I would like to see a lesson added to Unit 2 that explains the importance of clean code, whitespace, indentation, comments, and good naming conventions. I know that it is occasionally mentioned here and there, and it certainly MODELS good use of comments on some levels along the way. But I think it needs to be more explicitly taught. Students don’t always understand the reason why they’re needed or who they’re meant for. When asked to add comments, their choices are often not actually helpful or explanatory. When they go to name classes, they don’t choose good names. Let’s teach them about camelCase or something. I keep trying to explain that it’s hard for someone to help them debug when everything is called container1, container2, etc, and instead of something more descriptive. Sometimes they choose names that don’t even make sense, like “skibidi” or “fortnite”. They also really don’t understand when to indent.
Hi @katherine_copanic ,
I have this discussion often with my students.
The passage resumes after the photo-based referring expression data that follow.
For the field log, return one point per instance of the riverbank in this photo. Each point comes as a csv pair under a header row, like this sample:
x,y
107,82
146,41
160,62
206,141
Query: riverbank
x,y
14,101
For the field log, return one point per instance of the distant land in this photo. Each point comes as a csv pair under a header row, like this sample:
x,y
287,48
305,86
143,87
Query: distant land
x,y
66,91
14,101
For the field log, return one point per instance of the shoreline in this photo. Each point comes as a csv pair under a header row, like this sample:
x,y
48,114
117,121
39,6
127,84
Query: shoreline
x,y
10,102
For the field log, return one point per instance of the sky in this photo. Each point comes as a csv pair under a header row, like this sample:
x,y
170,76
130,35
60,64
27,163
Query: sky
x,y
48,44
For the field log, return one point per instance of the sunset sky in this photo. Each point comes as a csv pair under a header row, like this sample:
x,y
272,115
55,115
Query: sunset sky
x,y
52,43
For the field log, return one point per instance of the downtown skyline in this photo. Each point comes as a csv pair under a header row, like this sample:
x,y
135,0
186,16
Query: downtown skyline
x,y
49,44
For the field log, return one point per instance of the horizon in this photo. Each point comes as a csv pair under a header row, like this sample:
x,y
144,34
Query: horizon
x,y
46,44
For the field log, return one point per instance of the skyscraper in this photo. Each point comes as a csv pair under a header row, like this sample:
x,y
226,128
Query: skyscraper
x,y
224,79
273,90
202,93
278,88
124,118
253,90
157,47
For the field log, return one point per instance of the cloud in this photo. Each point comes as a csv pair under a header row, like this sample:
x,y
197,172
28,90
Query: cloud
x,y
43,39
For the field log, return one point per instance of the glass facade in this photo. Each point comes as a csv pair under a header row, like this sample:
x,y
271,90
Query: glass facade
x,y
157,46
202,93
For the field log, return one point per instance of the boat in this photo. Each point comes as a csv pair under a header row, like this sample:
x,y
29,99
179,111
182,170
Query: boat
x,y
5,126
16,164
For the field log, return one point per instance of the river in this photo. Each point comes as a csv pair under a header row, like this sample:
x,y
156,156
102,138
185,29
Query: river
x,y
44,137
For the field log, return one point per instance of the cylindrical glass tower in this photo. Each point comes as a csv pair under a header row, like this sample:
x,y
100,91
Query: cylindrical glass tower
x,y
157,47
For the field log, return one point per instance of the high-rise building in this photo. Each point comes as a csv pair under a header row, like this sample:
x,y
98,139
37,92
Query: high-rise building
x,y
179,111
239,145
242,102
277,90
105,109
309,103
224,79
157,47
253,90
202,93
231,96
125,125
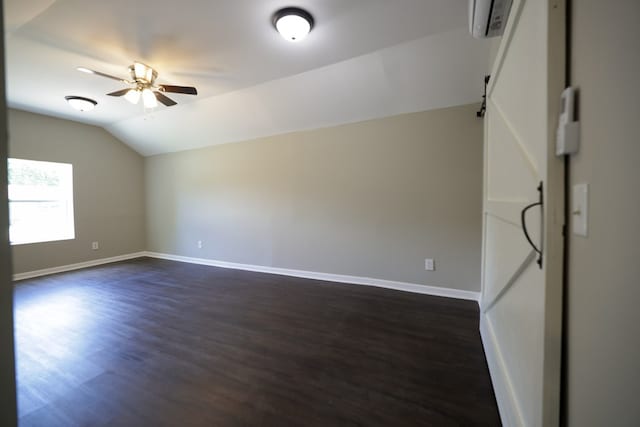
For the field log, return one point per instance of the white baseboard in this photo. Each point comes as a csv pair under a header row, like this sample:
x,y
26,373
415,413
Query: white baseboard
x,y
340,278
508,407
77,266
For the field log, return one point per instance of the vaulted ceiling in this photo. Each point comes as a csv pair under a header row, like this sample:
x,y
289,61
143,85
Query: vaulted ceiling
x,y
364,59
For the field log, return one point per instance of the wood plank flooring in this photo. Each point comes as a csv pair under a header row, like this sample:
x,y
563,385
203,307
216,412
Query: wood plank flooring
x,y
160,343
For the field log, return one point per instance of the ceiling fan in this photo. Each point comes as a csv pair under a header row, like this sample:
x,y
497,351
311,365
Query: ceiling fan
x,y
143,81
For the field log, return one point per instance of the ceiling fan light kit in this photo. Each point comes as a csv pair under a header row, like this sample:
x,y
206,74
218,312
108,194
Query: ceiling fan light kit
x,y
293,24
81,103
143,80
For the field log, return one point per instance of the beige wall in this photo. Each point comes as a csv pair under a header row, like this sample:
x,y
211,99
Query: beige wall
x,y
604,268
108,180
371,199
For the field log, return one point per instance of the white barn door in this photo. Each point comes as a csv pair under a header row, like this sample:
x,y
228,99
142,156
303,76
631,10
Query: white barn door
x,y
521,305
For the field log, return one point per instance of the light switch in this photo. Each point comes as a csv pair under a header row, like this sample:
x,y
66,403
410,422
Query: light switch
x,y
579,209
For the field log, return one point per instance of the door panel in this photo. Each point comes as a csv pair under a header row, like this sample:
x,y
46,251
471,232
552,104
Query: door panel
x,y
522,302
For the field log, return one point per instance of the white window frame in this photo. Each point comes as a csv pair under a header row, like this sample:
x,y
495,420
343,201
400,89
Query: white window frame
x,y
60,226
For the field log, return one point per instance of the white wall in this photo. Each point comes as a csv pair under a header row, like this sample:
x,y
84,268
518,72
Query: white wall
x,y
108,189
371,199
604,269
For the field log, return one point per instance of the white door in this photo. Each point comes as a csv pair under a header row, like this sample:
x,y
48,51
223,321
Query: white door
x,y
521,306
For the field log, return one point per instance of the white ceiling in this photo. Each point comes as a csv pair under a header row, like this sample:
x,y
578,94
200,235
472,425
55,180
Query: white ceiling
x,y
364,59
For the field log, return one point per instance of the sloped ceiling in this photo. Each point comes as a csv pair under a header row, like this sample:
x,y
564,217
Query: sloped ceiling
x,y
364,59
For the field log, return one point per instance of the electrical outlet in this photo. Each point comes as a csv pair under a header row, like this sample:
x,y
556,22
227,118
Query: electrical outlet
x,y
429,264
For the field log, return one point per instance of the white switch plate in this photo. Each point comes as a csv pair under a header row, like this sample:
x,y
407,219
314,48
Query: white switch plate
x,y
429,264
580,209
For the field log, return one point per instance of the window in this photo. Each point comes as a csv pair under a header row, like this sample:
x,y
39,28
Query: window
x,y
40,201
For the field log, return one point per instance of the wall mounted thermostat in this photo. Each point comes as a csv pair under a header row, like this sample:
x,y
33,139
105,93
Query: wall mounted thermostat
x,y
568,133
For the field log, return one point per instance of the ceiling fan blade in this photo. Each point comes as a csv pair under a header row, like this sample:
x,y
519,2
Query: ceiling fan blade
x,y
189,90
121,92
98,73
165,99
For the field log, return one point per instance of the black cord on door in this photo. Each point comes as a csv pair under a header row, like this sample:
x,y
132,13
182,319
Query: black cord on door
x,y
523,220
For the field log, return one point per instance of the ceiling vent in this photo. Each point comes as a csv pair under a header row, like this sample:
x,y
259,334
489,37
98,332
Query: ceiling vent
x,y
488,18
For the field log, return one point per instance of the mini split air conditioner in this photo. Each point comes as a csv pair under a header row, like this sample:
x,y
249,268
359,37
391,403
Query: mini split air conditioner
x,y
488,18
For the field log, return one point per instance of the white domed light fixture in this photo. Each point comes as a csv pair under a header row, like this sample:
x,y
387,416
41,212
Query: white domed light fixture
x,y
81,103
293,24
There is not an explicit lesson; however, I do want to point out (and you may already know) that the mini-less rubric is assessing much of what you mentioned:
Clean Code and Documentation - Readability
They use white space and indentation to make code consistently well formatted, with nested tags aligned vertically to make them easier to read.
Clean Code and Documentation - Comments
Comments are used throughout the page to make their code more readable.
In my class, we have a discussion about who the audience is for reading the comments and what type of information would be most useful in the comments based on the audience. We also discuss what is required to earn an “extensive evidence”.
If you feel like a lesson should be added, the best way to let the creators know is to complete this form and choose “I’d like to request a feature”. They truly use this feedback when the review the curriculum each year.